303 words·~1 min read·/register/2018/05/15/2018-10281

A research copy — for the controlling text, always check the official state or federal source. Not legal advice.

BILLING CODE 4164-01-P DEPARTMENT OF HEALTH AND HUMAN SERVICES Food and Drug Administration [Docket Nos. FDA-2017-N-4951; FDA-2017-N-5569; FDA-2017-N-6145; FDA-2011-N-0275; FDA-2017-N-7012; and FDA-2017-N-6175] Agency Information Collection Activities; Announcement of Office of Management and Budget Approvals AGENCY: Food and Drug Administration, HHS. ACTION: Notice. SUMMARY: The Food and Drug Administration
(FDA)is publishing a list of information collections that have been approved by the Office of Management and Budget
(OMB)under the Paperwork Reduction Act of 1995. FOR FURTHER INFORMATION CONTACT: Ila S. Mizrachi, Office of Operations, Food and Drug Administration, Three White Flint North, 10A-12M, 11601 Landsdown St., North Bethesda, MD 20852, 301-796-7726, *PRAStaff@fda.hhs.gov.* SUPPLEMENTARY INFORMATION: The following is a list of FDA information collections recently approved by OMB under section 3507 of the Paperwork Reduction Act of 1995 (44 U.S.C. 3507).
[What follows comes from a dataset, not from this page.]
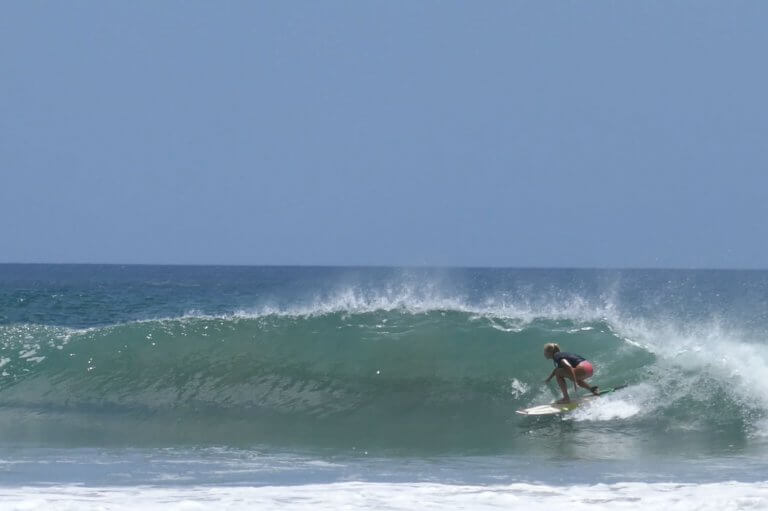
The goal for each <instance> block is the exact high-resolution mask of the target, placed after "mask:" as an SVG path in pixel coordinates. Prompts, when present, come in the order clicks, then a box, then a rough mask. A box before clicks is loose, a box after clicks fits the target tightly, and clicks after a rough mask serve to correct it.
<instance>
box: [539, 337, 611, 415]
mask: <svg viewBox="0 0 768 511" xmlns="http://www.w3.org/2000/svg"><path fill="white" fill-rule="evenodd" d="M544 358H546V359H552V361H553V362H554V363H555V368H554V369H553V370H552V374H550V375H549V378H547V379H546V380H544V383H549V380H551V379H552V377H553V376H557V384H558V385H559V386H560V390H561V391H562V392H563V399H560V400H559V401H557V402H558V403H569V402H570V401H571V398H570V397H569V396H568V385H566V383H565V379H566V378H569V379H571V380H573V390H574V392H578V390H579V389H578V387H577V385H578V386H579V387H583V388H585V389H589V391H590V392H592V393H593V394H594V395H596V396H597V395H599V394H600V392H599V390H598V388H597V385H594V386H590V385H589V384H588V383H587V382H586V381H585V380H586V379H587V378H590V377H591V376H592V373H593V372H594V369H593V368H592V364H591V363H590V362H589V360H587V359H585V358H584V357H582V356H581V355H576V354H575V353H565V352H563V351H560V346H558V345H557V344H555V343H553V342H550V343H548V344H545V345H544Z"/></svg>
The OMB control number and expiration date of OMB approval for each information collection are shown in table 1. Copies of the supporting statements for the information collections are available on the internet at *https://www.reginfo.gov/public/do/PRAMain.* An Agency may not conduct or sponsor, and a person is not required to respond to, a collection of information unless it displays a currently valid OMB control number. Table 1—List of Information Collections Approved By OMB Title of collection OMB control number Date approval expires Medical Devices; Humanitarian Use Devices 0910-0332 3/31/2021 Medical Devices; Device Tracking 0910-0442 3/31/2021 Dispute Resolution Procedures for Science-Based Decisions on Products Regulated by the Center for Veterinary Medicine 0910-0566 3/31/2021 Certification to Accompany Drug, Biological Product, and Device Applications or Submissions (Form FDA 3674) 0910-0616 3/31/2021 Use of Public Human Genetic Variant Databases to Support Clinical Validity for Genetic and Genomic-Based In Vitro Diagnostics 0910-0850 3/31/2021 Food and Drug Administration Recall Regulations 0910-0249 4/30/2021 Dated: May 9, 2018. Leslie Kux, Associate Commissioner for Policy. [FR Doc. 2018-10281 Filed 5-14-18; 8:45 am]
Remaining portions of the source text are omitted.